Implement Complex Logic Not Possible with Existing Modules

Custom workflows can be created to implement complex logic with existing modules. However, different kinds of workflows have specific requirements as to the types and number of modules that they contain. If the logic cannot be created within these restrictions, custom modules can be created to encapsulate this logic and make it valid for the particular workflow.

For example, a particular discovery might require a data source module in addition to a condition detection module. However, a discovery is allowed only a single data source module. A custom module could be created that contains the required data source and condition detection modules. The discovery would use the custom data source module without exposure to the modules that it contained.

Improve Override Experience

Custom modules can define parameters that accept values from the workflow. These are exposed to the end-user of the management pack through overrides where they can be changed. If a particular module has a complex parameter that may not be intuitive to the user, the module may be wrapped in a composite module that provides more intuitive parameters. The values are then passed on to the required parameters through $Config variables.

For example, the modules to run a script will typically have a parameter called Arguments that contains a space- delimited list of arguments to be provided to the script.
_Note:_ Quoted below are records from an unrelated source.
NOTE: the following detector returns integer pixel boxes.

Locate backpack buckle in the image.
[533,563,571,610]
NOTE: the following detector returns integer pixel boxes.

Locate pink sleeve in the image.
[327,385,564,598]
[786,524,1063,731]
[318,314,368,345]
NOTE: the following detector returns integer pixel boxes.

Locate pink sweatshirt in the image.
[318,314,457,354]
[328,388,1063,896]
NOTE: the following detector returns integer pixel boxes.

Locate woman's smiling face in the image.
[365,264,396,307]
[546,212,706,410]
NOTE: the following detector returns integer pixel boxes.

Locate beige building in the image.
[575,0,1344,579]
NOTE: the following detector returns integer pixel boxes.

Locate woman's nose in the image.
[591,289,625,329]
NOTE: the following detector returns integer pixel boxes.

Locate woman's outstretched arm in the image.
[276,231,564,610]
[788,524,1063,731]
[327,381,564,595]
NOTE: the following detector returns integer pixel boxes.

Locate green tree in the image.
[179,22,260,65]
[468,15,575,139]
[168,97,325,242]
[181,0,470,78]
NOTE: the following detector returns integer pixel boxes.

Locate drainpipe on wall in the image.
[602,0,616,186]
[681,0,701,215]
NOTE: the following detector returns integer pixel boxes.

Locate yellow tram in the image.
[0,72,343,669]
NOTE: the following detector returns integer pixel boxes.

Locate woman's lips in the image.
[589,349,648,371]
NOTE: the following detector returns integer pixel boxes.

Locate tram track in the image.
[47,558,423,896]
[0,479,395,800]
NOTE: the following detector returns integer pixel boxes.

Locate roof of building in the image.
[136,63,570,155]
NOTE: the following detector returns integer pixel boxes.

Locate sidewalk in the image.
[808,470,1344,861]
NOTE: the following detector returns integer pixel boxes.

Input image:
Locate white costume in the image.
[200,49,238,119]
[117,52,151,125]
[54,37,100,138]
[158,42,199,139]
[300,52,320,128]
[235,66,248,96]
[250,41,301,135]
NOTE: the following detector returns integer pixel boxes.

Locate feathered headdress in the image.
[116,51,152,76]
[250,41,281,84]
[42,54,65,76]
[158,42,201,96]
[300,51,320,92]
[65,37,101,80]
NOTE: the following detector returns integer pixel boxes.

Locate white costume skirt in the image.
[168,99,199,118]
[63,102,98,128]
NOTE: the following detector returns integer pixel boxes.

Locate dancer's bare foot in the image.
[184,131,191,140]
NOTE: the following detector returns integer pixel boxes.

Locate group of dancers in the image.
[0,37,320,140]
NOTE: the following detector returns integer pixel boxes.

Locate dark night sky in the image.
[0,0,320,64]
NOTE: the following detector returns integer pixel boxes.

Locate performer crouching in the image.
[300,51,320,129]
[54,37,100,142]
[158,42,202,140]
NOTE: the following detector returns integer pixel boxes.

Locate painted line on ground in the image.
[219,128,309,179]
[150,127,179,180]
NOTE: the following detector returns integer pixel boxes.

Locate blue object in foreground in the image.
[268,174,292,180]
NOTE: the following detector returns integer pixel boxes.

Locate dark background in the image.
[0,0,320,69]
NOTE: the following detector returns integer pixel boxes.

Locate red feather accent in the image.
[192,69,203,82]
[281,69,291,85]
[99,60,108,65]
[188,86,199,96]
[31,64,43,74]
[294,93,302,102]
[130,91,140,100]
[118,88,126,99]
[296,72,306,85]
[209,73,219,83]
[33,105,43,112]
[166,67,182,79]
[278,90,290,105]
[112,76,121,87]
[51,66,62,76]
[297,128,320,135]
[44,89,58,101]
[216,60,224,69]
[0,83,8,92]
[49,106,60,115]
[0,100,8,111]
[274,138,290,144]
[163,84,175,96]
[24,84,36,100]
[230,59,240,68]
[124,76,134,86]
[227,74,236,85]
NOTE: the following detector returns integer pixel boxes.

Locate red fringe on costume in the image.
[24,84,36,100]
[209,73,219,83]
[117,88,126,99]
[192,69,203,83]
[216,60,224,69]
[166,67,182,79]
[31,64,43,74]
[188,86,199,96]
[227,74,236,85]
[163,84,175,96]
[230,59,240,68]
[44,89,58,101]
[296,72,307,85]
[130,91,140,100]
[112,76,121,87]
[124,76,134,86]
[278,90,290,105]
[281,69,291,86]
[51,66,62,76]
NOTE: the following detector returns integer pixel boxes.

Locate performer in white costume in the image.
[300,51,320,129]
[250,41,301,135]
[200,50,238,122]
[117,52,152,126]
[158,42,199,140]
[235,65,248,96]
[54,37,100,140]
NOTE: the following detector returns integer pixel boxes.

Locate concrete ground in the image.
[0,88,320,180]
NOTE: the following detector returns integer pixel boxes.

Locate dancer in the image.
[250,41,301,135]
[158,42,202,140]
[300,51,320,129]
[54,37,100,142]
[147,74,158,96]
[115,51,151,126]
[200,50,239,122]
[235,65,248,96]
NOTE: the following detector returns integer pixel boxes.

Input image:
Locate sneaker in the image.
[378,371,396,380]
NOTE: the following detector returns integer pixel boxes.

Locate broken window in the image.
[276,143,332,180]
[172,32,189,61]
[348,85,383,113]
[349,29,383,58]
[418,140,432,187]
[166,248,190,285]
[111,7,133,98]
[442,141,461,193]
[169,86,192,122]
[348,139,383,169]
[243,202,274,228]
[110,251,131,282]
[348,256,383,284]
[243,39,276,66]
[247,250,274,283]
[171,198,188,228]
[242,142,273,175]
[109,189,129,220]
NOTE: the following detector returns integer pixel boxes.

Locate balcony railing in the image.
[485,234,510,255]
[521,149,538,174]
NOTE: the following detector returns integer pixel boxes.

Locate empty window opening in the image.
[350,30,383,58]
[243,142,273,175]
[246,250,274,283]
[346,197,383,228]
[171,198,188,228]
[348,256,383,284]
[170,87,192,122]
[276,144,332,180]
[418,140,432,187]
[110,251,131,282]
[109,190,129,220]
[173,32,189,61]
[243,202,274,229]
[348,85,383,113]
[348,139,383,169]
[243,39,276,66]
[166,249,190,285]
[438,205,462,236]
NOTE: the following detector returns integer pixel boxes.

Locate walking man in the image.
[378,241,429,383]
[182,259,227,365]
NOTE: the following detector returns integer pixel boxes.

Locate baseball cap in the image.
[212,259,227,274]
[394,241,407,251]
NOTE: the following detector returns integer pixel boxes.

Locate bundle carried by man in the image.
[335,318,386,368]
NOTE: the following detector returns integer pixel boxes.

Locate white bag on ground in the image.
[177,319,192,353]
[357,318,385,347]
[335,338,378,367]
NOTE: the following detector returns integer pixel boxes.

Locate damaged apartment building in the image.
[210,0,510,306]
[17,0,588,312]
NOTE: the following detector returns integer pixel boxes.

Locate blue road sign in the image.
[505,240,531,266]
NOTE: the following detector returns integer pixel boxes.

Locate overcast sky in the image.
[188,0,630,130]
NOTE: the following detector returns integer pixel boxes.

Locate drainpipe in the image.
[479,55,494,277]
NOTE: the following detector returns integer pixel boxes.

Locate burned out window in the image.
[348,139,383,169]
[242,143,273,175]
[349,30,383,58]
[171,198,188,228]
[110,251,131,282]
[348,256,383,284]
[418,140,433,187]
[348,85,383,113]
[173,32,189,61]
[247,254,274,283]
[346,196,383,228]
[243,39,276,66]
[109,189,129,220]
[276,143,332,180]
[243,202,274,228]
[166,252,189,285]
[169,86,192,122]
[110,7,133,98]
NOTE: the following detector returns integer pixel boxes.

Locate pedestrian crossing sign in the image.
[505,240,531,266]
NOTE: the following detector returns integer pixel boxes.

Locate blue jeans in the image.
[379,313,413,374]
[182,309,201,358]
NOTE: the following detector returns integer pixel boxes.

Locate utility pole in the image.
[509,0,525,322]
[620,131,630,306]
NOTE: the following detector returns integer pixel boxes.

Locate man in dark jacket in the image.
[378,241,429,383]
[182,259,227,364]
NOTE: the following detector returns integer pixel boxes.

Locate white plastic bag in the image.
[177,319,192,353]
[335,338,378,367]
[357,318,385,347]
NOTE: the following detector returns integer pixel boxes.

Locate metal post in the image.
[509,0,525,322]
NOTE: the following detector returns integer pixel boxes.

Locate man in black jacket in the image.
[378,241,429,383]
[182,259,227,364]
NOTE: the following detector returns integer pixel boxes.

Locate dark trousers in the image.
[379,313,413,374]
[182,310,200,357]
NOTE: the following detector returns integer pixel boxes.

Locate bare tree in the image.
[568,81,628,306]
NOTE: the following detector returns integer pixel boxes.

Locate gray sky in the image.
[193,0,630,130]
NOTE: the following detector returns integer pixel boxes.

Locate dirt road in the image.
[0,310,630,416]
If the user needed to override one or more of these values, they would have to be exposed to the complete Arguments parameter and determine which particular part of it needed to be modified. For a script that uses multiple arguments, the required formatting will most likely not be intuitive to the end-user. An alternative strategy would be to create a custom module with parameters by using descriptive names. This module would contain the module running the script that would build the Argument parameter through the appropriate combination of $Config variables.